- Bishop c. 1958
- Born: 1921 Cleveland, Ohio, U.S.
- Died: May 21, 1997 (aged 75–76) Genolier, Switzerland
- Education: California Institute of Technology University of California, Berkeley
- Awards: AEC Outstanding Service Award
- Scientific career
- Fields: Physics

= Amasa Stone Bishop =

American nuclear physicist

Amasa Stone Bishop (1921 – May 21, 1997) was an American nuclear physicist specializing in fusion physics. He received his B.S. in physics from the California Institute of Technology in 1943. From 1943 to 1946 he was a member of the staff of Radiation Laboratory at the Massachusetts Institute of Technology, where he was involved with radar research and development. Later, he became a staff member of the University of California at Berkeley from 1946 to 1950. Specializing in high energy particle work, he earned his Ph.D. in physics in 1950.

After attaining his Ph.D., Amasa spent three years in Switzerland, acting as research associate at the Federal Institute of Technology in Zürich, and later at the University of Zürich. In 1953 Amasa joined the research division of the Atomic Energy Commission (AEC) in Washington and became the director of the American program to develop controlled fusion, also known as Project Sherwood. He was later presented the AEC Outstanding Service Award for his work. After leaving this position in 1956, Amasa published a book on behalf of the AEC discussing the various attempts at harnessing fusion under Project Sherwood. The book, "Project Sherwood: The U.S. Program in Controlled Fusion", was published in 1958.

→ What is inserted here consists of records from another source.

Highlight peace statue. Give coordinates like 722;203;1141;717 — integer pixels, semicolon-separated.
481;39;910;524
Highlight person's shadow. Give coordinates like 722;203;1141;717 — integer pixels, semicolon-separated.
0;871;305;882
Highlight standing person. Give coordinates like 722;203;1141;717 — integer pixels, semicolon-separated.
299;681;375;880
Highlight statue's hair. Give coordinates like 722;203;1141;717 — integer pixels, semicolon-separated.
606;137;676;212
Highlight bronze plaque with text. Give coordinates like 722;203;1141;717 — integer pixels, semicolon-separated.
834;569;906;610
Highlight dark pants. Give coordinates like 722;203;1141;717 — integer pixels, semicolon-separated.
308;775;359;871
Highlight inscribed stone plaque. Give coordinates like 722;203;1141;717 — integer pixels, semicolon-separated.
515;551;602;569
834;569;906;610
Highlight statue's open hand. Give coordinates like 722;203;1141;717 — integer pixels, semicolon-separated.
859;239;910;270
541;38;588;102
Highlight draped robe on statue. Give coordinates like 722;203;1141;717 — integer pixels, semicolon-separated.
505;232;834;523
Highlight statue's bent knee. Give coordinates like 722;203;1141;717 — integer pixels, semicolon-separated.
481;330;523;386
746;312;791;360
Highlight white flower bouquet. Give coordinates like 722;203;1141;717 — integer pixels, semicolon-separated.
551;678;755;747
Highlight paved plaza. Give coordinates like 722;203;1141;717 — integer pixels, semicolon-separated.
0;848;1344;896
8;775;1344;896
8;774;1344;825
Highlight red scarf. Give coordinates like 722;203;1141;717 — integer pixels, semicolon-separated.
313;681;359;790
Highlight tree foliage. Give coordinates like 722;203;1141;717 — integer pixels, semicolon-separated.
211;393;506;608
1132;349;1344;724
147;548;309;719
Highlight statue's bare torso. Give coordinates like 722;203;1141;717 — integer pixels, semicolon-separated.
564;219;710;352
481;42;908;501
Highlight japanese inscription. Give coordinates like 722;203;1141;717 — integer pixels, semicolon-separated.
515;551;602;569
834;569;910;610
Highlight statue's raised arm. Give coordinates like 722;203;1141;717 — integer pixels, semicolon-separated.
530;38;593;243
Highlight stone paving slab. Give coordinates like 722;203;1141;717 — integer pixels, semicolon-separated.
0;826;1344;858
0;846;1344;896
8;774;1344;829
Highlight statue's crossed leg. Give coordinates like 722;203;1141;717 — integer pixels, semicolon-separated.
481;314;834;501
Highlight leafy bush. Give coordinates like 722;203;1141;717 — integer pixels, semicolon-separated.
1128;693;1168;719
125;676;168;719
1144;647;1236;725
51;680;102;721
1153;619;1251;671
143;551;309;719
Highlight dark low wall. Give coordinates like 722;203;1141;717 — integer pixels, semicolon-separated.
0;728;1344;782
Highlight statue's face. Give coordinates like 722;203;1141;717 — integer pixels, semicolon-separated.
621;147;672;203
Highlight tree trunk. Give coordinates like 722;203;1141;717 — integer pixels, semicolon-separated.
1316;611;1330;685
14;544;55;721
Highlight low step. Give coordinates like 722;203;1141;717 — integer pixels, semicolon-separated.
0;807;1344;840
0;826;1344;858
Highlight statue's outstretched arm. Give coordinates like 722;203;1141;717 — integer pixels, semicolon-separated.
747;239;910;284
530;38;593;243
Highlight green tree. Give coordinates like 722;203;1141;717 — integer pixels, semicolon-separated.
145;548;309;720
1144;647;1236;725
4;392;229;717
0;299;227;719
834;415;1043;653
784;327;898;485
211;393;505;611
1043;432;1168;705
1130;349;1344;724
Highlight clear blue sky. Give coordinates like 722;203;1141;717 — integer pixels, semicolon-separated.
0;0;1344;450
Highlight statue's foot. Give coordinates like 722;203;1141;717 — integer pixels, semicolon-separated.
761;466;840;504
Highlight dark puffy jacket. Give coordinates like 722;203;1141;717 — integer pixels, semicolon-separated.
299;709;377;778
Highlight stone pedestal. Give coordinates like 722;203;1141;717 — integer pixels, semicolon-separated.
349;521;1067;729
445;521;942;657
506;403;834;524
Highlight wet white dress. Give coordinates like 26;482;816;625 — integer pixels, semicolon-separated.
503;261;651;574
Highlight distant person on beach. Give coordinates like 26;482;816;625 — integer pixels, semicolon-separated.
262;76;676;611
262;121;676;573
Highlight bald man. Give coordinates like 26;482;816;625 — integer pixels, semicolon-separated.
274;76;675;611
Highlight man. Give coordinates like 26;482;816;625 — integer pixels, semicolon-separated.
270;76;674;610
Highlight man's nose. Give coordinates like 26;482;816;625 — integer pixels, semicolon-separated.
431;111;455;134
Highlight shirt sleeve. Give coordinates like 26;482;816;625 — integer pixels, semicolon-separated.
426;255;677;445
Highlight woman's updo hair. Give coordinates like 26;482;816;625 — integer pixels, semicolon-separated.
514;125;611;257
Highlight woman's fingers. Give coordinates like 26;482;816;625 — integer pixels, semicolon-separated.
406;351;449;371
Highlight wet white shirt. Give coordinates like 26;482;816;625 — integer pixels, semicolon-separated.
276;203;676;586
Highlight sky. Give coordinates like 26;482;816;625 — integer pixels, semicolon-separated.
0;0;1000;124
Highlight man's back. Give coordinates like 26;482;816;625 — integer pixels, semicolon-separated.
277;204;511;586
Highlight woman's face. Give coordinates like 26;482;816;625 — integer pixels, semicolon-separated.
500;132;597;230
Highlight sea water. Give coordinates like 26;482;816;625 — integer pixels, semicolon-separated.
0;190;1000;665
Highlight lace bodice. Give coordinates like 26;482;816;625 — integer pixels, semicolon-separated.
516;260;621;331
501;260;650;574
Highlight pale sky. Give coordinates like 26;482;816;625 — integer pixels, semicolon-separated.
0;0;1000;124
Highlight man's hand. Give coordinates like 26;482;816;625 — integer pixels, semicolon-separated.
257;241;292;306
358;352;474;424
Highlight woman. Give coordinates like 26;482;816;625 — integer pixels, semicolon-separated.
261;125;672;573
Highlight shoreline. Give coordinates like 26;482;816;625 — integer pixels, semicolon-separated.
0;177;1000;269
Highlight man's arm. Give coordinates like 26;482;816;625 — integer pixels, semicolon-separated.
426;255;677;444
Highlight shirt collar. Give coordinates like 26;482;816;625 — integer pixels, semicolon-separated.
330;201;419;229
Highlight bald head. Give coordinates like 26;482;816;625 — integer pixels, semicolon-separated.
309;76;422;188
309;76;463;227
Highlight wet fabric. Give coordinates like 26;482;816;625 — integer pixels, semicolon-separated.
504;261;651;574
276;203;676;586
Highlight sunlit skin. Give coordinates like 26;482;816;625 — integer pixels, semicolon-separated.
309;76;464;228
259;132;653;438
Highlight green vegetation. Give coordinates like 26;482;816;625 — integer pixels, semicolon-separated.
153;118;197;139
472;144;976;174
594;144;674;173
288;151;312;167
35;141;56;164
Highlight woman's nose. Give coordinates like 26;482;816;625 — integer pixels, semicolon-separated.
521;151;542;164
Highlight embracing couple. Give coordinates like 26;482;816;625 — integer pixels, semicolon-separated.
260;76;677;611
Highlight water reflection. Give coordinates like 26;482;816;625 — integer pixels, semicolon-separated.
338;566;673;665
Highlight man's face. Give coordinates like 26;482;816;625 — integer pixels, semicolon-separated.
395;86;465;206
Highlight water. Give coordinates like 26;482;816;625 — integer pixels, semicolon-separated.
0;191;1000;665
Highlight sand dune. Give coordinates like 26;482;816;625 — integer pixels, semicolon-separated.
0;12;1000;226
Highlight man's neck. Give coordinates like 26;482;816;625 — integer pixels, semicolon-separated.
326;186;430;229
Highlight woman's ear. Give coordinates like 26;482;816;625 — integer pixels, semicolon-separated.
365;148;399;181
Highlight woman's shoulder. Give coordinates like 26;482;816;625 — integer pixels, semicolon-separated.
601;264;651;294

After 1956 Amasa also served as the AEC's European scientific representative, based in Paris. He was also an assistant delegate to the European atomic energy agency, Euratom, in Brussels. Later he spent several years in Princeton, New Jersey, and was in charge of the fusion program in Washington.

In 1970 Amasa joined the United Nations in Europe as director of environment of the United Nations Economic Commission for Europe. During this position, he worked with scientists and diplomats to create solutions for various environmental problems. He left this position to retire in 1980. Amasa died on May 21, 1997, of pneumonia related to Alzheimer's disease at the Clinique de Genolier in Genolier, Switzerland.

Bishop was the great-grandson of Industrialist Amasa Stone.